23. Texas Rangers (13–19, minus-5, LT: 11)
Given everything that’s happened this season in Arlington, it’s easy to see why the Rangers are dead last in the AL West.
The Rangers have dealt with injuries, Adrian Beltre has missed every game to date this season, but atrocious performances by several players have made matters worse. Jonathan Lucroy, Mike Napoli, and Rougned Odor all rank among the worst performers in the league at their respective position; Jurickson Profar made left field a black hole until they finally sent him back to the minors; and the Sam Dyson-led bullpen caused more late-inning implosions in April than you could possibly count without getting nightmares.
Many of those negative circumstances won’t last. Even if Napoli’s nearing the end of the road at age 35, Lucroy and Odor should rally soon, given their track records; Delino DeShields Jr. is a massive upgrade in left; and the bullpen’s performed a lot better lately, dropping Dyson to low-leverage work and getting strong results from Matt Bush, Jose Leclerc, and others. When Beltre does return, Texas will have a terrific problem on its hands, figuring out where to slot the beastly Joey Gallo when he has to move off third base.
Still, three major problems remain.
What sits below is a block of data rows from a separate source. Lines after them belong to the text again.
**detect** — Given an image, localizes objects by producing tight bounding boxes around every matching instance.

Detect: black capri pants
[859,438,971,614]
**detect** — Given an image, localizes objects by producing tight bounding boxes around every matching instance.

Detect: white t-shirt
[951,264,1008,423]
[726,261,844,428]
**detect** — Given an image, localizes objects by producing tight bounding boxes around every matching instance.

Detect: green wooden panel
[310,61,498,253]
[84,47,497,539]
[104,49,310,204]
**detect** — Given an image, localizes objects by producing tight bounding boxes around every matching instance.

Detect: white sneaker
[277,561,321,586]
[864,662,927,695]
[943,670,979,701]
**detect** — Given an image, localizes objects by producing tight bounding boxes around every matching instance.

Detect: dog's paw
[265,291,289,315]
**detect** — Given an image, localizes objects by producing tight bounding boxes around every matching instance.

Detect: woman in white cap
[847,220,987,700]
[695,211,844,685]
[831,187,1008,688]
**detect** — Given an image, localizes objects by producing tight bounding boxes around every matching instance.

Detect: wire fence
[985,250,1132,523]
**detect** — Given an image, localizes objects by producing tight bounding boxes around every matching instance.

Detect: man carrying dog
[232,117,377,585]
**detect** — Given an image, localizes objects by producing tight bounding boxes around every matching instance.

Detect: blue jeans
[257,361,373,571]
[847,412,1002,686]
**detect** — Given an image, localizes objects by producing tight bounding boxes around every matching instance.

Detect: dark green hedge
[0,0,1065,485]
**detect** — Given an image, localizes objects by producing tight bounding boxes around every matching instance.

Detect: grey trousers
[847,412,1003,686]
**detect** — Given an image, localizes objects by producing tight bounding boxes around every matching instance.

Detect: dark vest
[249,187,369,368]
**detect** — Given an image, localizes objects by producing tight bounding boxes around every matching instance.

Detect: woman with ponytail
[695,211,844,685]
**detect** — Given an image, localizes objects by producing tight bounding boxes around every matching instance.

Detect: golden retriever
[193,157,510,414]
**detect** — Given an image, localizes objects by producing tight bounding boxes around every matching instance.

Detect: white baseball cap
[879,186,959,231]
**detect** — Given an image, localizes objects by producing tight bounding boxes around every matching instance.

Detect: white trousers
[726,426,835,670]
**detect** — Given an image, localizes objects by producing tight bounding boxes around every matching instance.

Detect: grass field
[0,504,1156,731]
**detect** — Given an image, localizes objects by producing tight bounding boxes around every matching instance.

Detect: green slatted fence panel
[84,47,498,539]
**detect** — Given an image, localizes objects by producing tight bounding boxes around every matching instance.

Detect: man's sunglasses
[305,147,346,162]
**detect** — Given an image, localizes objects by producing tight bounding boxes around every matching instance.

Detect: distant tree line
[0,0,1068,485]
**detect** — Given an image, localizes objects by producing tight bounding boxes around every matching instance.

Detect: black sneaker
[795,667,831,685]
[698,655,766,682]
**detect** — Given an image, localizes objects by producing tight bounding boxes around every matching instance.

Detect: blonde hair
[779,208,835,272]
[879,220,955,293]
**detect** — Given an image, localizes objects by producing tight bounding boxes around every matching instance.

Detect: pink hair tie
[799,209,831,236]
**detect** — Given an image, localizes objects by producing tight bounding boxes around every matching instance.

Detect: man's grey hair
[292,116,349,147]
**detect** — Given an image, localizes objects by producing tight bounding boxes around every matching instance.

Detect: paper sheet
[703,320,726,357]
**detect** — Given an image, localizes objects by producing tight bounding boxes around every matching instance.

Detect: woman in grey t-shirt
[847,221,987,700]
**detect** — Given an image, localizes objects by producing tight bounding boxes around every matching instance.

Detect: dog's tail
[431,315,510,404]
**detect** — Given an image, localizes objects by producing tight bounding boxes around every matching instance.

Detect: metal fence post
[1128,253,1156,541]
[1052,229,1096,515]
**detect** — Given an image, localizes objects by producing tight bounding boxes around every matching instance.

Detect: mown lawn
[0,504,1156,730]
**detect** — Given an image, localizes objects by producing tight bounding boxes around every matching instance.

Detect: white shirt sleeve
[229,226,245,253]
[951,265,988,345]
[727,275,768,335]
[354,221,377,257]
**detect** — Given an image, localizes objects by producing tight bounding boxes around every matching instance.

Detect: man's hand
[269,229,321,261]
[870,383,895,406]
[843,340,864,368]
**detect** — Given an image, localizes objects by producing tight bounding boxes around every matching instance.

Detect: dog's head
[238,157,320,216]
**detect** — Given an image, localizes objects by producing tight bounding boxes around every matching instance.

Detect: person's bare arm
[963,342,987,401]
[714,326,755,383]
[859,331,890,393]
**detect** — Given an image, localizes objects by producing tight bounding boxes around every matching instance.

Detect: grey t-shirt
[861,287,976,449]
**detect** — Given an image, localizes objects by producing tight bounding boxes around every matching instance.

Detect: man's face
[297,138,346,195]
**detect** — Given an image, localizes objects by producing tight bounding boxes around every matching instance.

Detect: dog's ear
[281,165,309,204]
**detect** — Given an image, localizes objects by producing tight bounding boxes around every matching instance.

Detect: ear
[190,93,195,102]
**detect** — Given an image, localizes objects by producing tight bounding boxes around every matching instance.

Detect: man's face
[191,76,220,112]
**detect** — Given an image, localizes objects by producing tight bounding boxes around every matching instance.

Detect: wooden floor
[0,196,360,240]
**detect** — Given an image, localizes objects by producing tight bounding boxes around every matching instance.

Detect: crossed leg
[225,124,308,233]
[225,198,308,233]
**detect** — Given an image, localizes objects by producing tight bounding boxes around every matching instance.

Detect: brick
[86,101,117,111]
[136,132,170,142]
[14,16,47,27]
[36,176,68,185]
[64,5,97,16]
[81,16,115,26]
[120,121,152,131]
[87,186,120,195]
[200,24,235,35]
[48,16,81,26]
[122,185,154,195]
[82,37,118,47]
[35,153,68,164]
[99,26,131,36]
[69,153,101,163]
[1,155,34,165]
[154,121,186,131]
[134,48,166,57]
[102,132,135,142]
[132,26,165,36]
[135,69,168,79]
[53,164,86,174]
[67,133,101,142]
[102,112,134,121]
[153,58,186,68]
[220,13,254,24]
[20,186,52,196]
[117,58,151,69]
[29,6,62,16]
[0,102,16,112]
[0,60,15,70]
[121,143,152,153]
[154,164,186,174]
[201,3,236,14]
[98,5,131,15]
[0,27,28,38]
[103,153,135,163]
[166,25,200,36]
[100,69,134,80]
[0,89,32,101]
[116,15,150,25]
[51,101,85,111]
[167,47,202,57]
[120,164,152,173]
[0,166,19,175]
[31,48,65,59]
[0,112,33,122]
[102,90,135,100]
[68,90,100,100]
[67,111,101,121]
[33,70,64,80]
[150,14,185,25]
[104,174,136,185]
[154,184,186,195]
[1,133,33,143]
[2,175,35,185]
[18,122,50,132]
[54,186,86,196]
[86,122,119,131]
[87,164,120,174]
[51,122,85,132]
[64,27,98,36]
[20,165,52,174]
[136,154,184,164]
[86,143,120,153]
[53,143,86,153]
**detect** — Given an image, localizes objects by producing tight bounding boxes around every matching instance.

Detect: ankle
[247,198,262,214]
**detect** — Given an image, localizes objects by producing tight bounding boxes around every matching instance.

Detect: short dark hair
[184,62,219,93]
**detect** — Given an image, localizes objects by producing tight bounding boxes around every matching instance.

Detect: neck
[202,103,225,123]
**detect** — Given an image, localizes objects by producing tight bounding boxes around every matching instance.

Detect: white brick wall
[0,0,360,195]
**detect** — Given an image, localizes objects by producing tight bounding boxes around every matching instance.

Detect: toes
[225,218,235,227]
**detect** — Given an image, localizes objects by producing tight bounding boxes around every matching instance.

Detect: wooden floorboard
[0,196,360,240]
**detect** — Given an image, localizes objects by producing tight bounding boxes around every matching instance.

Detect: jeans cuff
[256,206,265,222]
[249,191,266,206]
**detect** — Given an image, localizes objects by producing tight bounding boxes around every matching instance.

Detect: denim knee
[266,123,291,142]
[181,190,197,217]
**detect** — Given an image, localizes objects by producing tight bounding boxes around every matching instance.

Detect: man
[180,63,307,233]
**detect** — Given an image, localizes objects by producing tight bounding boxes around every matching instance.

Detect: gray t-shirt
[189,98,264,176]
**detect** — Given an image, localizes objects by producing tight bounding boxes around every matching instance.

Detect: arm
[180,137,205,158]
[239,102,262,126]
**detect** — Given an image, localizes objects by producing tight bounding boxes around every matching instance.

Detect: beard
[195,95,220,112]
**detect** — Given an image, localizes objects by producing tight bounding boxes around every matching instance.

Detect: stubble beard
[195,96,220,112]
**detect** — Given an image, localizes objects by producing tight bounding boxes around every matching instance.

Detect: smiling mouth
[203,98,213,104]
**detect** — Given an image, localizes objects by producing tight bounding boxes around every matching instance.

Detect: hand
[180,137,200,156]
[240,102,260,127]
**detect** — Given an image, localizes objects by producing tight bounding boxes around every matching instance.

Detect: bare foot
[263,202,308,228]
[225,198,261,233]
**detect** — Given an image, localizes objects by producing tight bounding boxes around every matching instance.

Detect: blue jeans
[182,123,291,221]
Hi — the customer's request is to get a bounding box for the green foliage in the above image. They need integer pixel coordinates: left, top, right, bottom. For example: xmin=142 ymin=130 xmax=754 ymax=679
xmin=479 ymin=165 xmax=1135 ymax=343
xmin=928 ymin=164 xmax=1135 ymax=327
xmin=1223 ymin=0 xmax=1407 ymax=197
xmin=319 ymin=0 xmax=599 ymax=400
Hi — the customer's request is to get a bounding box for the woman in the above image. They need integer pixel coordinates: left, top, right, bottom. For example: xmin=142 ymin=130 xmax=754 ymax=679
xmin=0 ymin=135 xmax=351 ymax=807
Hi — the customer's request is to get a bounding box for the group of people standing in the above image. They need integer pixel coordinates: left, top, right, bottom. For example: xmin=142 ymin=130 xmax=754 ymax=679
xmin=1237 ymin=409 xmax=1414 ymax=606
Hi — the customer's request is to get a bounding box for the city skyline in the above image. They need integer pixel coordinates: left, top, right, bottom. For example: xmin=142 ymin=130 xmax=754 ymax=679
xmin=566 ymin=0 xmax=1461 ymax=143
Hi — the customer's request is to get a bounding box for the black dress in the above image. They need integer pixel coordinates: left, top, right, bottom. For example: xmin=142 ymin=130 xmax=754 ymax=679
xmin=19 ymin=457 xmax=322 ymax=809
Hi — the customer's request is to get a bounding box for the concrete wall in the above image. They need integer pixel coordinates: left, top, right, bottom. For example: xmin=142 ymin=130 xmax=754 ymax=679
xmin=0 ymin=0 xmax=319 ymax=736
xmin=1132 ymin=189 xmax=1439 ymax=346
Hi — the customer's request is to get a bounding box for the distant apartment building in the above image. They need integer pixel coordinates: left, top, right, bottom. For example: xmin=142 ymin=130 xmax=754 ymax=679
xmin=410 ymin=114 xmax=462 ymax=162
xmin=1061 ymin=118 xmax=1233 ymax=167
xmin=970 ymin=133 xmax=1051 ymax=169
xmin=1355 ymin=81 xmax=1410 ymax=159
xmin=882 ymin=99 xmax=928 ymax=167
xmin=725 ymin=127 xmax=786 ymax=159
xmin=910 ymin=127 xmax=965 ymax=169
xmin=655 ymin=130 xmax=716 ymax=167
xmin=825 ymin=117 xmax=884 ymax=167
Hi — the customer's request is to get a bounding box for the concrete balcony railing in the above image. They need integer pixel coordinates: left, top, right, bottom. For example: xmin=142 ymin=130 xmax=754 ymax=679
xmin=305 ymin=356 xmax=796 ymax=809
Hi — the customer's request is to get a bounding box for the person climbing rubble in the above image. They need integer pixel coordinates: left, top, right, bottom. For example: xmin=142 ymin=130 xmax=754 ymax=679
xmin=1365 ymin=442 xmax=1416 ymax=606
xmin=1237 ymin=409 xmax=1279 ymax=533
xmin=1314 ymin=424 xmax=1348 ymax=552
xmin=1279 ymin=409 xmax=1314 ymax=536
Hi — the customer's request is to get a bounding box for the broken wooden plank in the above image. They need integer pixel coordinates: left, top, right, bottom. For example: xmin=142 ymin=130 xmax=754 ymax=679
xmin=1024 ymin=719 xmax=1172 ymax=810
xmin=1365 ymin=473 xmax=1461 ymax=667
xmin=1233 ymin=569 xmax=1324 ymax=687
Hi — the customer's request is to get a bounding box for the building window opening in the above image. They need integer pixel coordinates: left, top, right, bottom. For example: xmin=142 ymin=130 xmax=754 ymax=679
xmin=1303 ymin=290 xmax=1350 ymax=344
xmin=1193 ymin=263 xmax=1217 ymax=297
First, math works against the Rangers, with this slow start requiring them to play elite baseball for the next four-and-a-half months straight if they hope to make the playoffs again. Second, losing Cole Hamels for eight weeks with an oblique injury will test a thin rotation. Also, they’ve done all this losing despite playing the easiest schedule in baseball. If you like to wager gummi bears on sporting outcomes, a deadline trade of free-agent-to-be Yu Darvish looks like a better bet than a third straight division title.